Waco Siege Survivor David Thibodeau Wants Netflix to Make A Documentary About The Tragedy

Photo: Jim Spellman/WireImage.
Twenty-five years after the tragic events of the bloody Waco showdown, the world is eager to find out more about the religious group that spent almost two months facing off against the FBI, and it’s all thanks to the Paramount Network’s docuseries inspired by the siege. David Thibodeau, one of the few Branch Davidians that survived the showdown, thinks it’s the perfect opportunity to explore the story of Branch Davidians even further.
The Waco Branch Davidians were a branch of Seventh Day Adventists led by David Koresh. Though their compound in Waco was notorious for housing rampant sexual abuse — mostly committed by Koresh — what drew the FBI’s attention was the stockpile of illegal arms allegedly being stored on the campus. The bureau’s investigation led to a violent standoff that lasted for 51 days and resulted in the death of Koresh and 70 of his followers.

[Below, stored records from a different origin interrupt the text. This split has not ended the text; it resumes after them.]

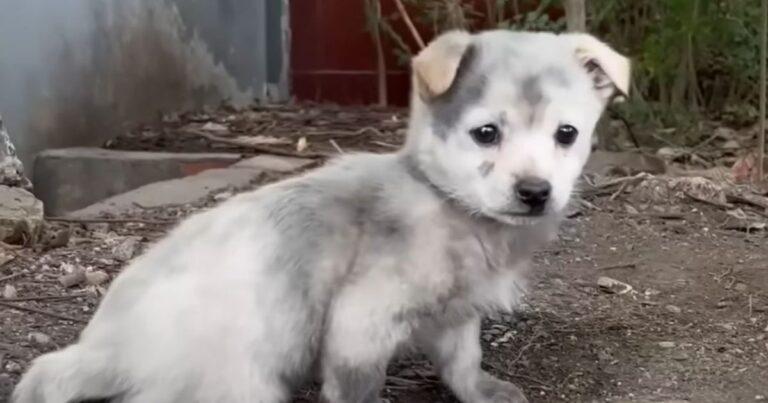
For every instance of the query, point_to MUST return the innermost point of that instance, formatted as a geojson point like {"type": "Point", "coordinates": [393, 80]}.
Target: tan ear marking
{"type": "Point", "coordinates": [610, 68]}
{"type": "Point", "coordinates": [435, 67]}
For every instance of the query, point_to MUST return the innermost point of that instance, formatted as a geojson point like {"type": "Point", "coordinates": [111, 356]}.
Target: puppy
{"type": "Point", "coordinates": [342, 266]}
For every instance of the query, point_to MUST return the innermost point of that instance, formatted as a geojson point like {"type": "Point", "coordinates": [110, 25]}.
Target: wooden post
{"type": "Point", "coordinates": [576, 15]}
{"type": "Point", "coordinates": [763, 55]}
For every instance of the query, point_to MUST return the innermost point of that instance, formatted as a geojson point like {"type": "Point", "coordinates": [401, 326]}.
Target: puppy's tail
{"type": "Point", "coordinates": [68, 375]}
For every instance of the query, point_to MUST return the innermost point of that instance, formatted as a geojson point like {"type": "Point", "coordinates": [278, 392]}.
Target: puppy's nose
{"type": "Point", "coordinates": [533, 192]}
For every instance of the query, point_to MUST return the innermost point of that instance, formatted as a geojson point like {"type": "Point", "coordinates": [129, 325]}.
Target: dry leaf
{"type": "Point", "coordinates": [302, 144]}
{"type": "Point", "coordinates": [214, 127]}
{"type": "Point", "coordinates": [258, 140]}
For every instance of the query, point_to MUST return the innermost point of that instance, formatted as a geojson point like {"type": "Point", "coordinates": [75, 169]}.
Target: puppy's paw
{"type": "Point", "coordinates": [498, 391]}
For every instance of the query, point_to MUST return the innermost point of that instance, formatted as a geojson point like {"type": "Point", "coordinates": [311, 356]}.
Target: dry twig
{"type": "Point", "coordinates": [41, 312]}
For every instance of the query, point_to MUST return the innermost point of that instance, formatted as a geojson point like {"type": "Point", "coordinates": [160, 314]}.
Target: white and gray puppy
{"type": "Point", "coordinates": [339, 268]}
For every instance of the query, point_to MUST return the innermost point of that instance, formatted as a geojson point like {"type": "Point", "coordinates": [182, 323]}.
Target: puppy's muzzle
{"type": "Point", "coordinates": [533, 193]}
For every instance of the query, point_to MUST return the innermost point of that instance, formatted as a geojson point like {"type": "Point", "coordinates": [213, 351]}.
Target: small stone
{"type": "Point", "coordinates": [214, 127]}
{"type": "Point", "coordinates": [76, 277]}
{"type": "Point", "coordinates": [97, 277]}
{"type": "Point", "coordinates": [126, 249]}
{"type": "Point", "coordinates": [724, 304]}
{"type": "Point", "coordinates": [651, 292]}
{"type": "Point", "coordinates": [219, 197]}
{"type": "Point", "coordinates": [13, 367]}
{"type": "Point", "coordinates": [613, 286]}
{"type": "Point", "coordinates": [41, 339]}
{"type": "Point", "coordinates": [9, 292]}
{"type": "Point", "coordinates": [673, 309]}
{"type": "Point", "coordinates": [680, 356]}
{"type": "Point", "coordinates": [98, 228]}
{"type": "Point", "coordinates": [731, 145]}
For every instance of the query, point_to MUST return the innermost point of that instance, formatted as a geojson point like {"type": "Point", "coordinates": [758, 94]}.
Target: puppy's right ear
{"type": "Point", "coordinates": [435, 67]}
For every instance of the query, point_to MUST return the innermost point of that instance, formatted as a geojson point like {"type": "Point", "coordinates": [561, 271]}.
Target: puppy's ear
{"type": "Point", "coordinates": [436, 66]}
{"type": "Point", "coordinates": [609, 69]}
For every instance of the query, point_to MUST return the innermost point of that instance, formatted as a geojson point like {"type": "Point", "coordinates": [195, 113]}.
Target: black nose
{"type": "Point", "coordinates": [533, 192]}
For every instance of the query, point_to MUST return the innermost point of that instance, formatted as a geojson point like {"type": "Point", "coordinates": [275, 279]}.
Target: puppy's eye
{"type": "Point", "coordinates": [566, 135]}
{"type": "Point", "coordinates": [486, 135]}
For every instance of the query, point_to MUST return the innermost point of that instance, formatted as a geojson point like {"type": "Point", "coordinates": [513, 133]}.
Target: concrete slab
{"type": "Point", "coordinates": [175, 191]}
{"type": "Point", "coordinates": [274, 163]}
{"type": "Point", "coordinates": [72, 178]}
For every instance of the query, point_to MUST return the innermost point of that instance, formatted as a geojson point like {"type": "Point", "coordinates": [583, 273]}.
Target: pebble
{"type": "Point", "coordinates": [13, 367]}
{"type": "Point", "coordinates": [97, 277]}
{"type": "Point", "coordinates": [724, 304]}
{"type": "Point", "coordinates": [681, 356]}
{"type": "Point", "coordinates": [9, 292]}
{"type": "Point", "coordinates": [126, 249]}
{"type": "Point", "coordinates": [673, 309]}
{"type": "Point", "coordinates": [77, 277]}
{"type": "Point", "coordinates": [41, 339]}
{"type": "Point", "coordinates": [612, 286]}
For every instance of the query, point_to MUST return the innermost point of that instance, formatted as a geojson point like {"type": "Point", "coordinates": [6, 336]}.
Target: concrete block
{"type": "Point", "coordinates": [21, 215]}
{"type": "Point", "coordinates": [176, 191]}
{"type": "Point", "coordinates": [72, 178]}
{"type": "Point", "coordinates": [274, 163]}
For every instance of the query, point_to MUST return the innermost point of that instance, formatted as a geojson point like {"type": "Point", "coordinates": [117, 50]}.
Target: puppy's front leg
{"type": "Point", "coordinates": [455, 351]}
{"type": "Point", "coordinates": [357, 348]}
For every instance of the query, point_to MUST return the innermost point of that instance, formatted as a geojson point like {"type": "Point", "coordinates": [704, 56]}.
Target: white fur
{"type": "Point", "coordinates": [339, 267]}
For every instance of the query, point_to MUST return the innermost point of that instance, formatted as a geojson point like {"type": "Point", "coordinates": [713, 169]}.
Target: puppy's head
{"type": "Point", "coordinates": [502, 121]}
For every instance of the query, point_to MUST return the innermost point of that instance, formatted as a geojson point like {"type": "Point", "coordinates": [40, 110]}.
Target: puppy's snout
{"type": "Point", "coordinates": [534, 193]}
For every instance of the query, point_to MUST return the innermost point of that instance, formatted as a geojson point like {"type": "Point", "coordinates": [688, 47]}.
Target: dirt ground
{"type": "Point", "coordinates": [693, 327]}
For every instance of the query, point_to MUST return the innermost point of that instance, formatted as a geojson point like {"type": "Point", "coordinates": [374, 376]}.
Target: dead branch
{"type": "Point", "coordinates": [10, 277]}
{"type": "Point", "coordinates": [47, 298]}
{"type": "Point", "coordinates": [255, 147]}
{"type": "Point", "coordinates": [110, 220]}
{"type": "Point", "coordinates": [626, 265]}
{"type": "Point", "coordinates": [41, 312]}
{"type": "Point", "coordinates": [724, 206]}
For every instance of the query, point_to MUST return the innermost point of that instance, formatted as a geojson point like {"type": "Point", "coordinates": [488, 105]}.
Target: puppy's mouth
{"type": "Point", "coordinates": [520, 218]}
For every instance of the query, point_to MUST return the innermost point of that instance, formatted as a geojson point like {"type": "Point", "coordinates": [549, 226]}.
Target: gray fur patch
{"type": "Point", "coordinates": [531, 90]}
{"type": "Point", "coordinates": [355, 385]}
{"type": "Point", "coordinates": [557, 75]}
{"type": "Point", "coordinates": [532, 98]}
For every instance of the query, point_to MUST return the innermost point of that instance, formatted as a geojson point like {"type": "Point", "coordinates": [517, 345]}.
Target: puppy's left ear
{"type": "Point", "coordinates": [610, 70]}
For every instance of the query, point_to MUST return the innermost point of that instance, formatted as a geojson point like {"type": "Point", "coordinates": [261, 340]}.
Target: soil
{"type": "Point", "coordinates": [693, 327]}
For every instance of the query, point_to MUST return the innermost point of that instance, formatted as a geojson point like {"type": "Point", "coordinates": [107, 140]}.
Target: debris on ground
{"type": "Point", "coordinates": [696, 331]}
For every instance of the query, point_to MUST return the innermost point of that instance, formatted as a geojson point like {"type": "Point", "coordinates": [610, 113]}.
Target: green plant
{"type": "Point", "coordinates": [436, 16]}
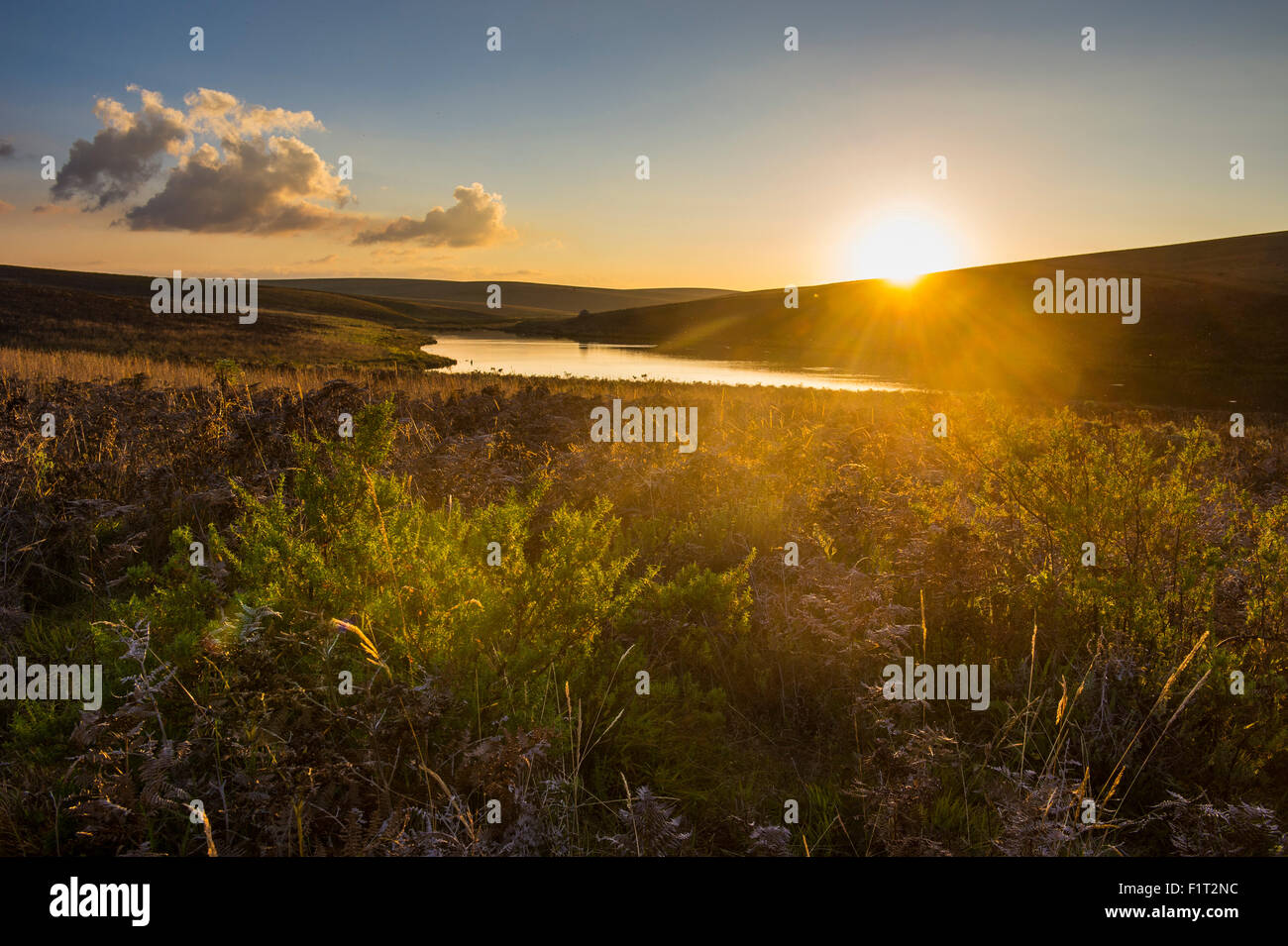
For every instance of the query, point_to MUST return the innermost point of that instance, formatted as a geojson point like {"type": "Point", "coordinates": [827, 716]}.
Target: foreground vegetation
{"type": "Point", "coordinates": [518, 683]}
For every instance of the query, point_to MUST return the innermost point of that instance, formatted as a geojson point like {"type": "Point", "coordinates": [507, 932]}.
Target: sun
{"type": "Point", "coordinates": [903, 248]}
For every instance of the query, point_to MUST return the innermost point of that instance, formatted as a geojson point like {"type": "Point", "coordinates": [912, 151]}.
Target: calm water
{"type": "Point", "coordinates": [507, 354]}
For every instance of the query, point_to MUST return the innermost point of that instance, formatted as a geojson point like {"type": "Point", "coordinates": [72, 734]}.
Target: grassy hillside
{"type": "Point", "coordinates": [58, 310]}
{"type": "Point", "coordinates": [1214, 327]}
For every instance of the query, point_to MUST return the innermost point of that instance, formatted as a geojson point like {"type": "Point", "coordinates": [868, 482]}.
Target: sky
{"type": "Point", "coordinates": [765, 166]}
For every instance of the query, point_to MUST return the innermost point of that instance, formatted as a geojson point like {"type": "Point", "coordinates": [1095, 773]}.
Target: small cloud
{"type": "Point", "coordinates": [476, 219]}
{"type": "Point", "coordinates": [254, 187]}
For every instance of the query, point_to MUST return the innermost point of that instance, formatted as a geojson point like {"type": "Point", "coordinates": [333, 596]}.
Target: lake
{"type": "Point", "coordinates": [507, 354]}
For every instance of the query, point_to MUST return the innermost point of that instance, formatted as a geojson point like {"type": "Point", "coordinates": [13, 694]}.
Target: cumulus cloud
{"type": "Point", "coordinates": [243, 168]}
{"type": "Point", "coordinates": [476, 219]}
{"type": "Point", "coordinates": [254, 187]}
{"type": "Point", "coordinates": [125, 155]}
{"type": "Point", "coordinates": [222, 115]}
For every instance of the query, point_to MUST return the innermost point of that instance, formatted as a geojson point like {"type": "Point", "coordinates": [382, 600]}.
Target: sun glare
{"type": "Point", "coordinates": [903, 249]}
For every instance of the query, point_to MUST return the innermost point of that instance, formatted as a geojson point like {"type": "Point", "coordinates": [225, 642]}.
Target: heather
{"type": "Point", "coordinates": [347, 674]}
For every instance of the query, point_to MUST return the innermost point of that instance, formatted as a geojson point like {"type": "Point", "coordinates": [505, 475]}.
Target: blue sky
{"type": "Point", "coordinates": [768, 167]}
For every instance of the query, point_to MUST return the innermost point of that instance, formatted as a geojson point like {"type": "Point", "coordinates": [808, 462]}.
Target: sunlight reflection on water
{"type": "Point", "coordinates": [507, 354]}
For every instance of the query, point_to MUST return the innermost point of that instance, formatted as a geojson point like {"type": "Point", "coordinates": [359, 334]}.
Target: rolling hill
{"type": "Point", "coordinates": [526, 300]}
{"type": "Point", "coordinates": [1214, 327]}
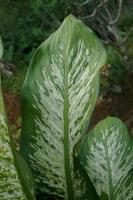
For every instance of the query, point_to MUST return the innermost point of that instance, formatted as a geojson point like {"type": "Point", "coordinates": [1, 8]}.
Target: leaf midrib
{"type": "Point", "coordinates": [111, 189]}
{"type": "Point", "coordinates": [69, 182]}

One of the few survivors of the standoff, Thibodeau told TMZ that he hopes the renewed interest in the events of the 1993 faceoff will lead to Netflix producing a documentary about the lives that were lost in the tragedy. Although the Paramount Network series is based on his own memoir A Place Called Waco: A Survivor's Story, Thibodeau believes that there’s still so much of the story that needs to be shared with the world — a documentary parsing out the uncovered details could change the narrative surrounding the Branch Davidians.
The religious group was said to have provoked the FBI during the raid, setting the fire that burned all over Mount Carmel and ultimately killed many of its followers. But Thibodeau still has his doubts about who was truly to blame for what happened in Waco, and a well-researched documentary could bring about the truth.
Recalling the story of the Waco siege is a painful but necessary step for Thibodeau, who lost both his wife and his daughter in the raid. Though many of the Branch Davidians are no longer alive to speak for themselves, their stories need to be told.